After proving fast and consistent – but never consistently the fastest – in pre-season testing, Williams stunned the F1 paddock with a one-two in FP1 before its young German star went on to maintain that position of supremacy right the way through to the start of qualifying.
However, the Grove-based concern's engineering director Patrick Head had warned that the qualifying hour may well paint a different picture of the various teams' levels of competitiveness – and indeed Rosberg could lap only seventh-quickest in Q1 and a more encouraging fourth in Q2, before going on to seal fifth spot in the final reckoning, almost eight tenths of a second shy of Jenson Button's pole position for Brawn GP.
The 23-year-old, however, insisted that the team remains in sharper form than it had believed to be arriving Down Under – and he dropped a hint that he may be running a little heavier than the cars around him as he bids to repeat his maiden rostrum appearance at Albert Park from this time twelve months ago.
“I think it is a good thing to be a bit disappointed with fifth place!” joked the son of 1982 F1 World Champion Keke Rosberg. “Our qualifying session itself was consistent with everything else I have experienced so far, and the car has been nice to drive all weekend.
“From the work we have done today, we are in a good position to start the race – perhaps better than we would have imagined when we arrived here.

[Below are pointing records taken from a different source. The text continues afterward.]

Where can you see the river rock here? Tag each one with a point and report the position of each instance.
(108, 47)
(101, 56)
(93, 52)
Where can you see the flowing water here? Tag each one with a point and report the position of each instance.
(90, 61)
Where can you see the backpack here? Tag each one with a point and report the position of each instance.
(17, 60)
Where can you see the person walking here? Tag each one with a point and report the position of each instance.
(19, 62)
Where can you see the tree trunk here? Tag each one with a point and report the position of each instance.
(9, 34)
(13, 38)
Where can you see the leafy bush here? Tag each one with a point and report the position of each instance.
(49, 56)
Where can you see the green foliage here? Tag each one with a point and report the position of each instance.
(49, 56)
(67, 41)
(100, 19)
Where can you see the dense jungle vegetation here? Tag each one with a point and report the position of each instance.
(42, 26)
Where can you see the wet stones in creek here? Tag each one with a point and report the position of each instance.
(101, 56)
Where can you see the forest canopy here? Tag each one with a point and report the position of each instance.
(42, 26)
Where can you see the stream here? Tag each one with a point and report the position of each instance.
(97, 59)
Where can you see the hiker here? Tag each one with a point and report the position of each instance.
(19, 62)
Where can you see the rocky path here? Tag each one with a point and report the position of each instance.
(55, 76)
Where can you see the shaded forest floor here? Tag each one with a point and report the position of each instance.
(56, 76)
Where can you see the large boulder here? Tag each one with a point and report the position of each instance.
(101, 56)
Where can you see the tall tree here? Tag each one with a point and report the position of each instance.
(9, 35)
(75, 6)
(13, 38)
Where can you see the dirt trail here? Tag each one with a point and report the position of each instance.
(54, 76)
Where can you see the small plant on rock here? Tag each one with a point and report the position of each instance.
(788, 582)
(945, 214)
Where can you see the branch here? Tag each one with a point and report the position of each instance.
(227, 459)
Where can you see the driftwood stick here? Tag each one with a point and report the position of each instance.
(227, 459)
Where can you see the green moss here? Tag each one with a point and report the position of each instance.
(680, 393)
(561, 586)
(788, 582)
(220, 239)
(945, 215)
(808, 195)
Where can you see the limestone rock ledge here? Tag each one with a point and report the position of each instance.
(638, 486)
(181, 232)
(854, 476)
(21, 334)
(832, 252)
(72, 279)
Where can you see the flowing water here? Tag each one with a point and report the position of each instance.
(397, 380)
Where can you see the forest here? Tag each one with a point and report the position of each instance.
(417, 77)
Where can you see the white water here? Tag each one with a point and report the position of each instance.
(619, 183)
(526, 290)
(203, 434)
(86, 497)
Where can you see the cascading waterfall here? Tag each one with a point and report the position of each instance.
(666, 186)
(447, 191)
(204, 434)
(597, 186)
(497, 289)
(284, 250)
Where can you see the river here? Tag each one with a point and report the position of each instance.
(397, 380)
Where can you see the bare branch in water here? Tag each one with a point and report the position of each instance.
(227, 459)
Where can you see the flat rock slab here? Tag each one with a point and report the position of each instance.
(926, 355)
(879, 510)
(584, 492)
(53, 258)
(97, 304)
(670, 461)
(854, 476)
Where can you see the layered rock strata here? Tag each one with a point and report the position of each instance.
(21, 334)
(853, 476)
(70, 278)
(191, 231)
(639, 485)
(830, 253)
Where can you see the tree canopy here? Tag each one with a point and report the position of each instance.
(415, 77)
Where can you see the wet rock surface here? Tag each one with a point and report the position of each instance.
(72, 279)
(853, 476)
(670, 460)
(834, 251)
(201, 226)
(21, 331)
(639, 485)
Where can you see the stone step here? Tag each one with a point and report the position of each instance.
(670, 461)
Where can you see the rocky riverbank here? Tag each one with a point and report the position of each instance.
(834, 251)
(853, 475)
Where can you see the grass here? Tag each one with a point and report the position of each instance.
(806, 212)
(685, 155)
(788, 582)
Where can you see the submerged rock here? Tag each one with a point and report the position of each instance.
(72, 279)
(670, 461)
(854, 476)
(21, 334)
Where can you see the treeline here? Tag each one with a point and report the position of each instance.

We are among the fastest cars, but it will be interesting to see what fuel load everybody is running.
“The start tomorrow of course will be important, but thankfully we will don't have too many cars running KERS close by us and possibly challenging us off the line. The big factor tomorrow will be tyres, but I think we have a good strategy and positive reliability, so we have all the tools to do a good job in the race.”
Team-mate Kazuki Nakajima in the sister FW31 has also shown well this weekend, and was confident of joining Rosberg in the top-ten shoot-out until an error on his final flying lap in Q2 saw the Japanese ace – who finished the 2008 race in sixth place, his best result in the top flight to-date – crucially miss the cut and left him down in 13th spot on the grid.
“The car was good enough to make it into Q3 today,” the 24-year-old rued, “but I made a small mistake and it cost me quite a few places. There is, however, plenty to consider tomorrow and I think I still have a good opportunity, so it will be important to concentrate and get absolutely everything right. As it is the first race I think there will be plenty going on, which will make it exciting but challenging.”
“We have had a solid start to our preparations for tomorrow's race,” summarised the former multiple world championship-winning concern's technical director Sam Michael. “Both cars have performed reliably and we have managed to find reasonable pace. Nico used this to best advantage today, but an error in Q2 meant that Kazuki was not able to progress into the top ten.”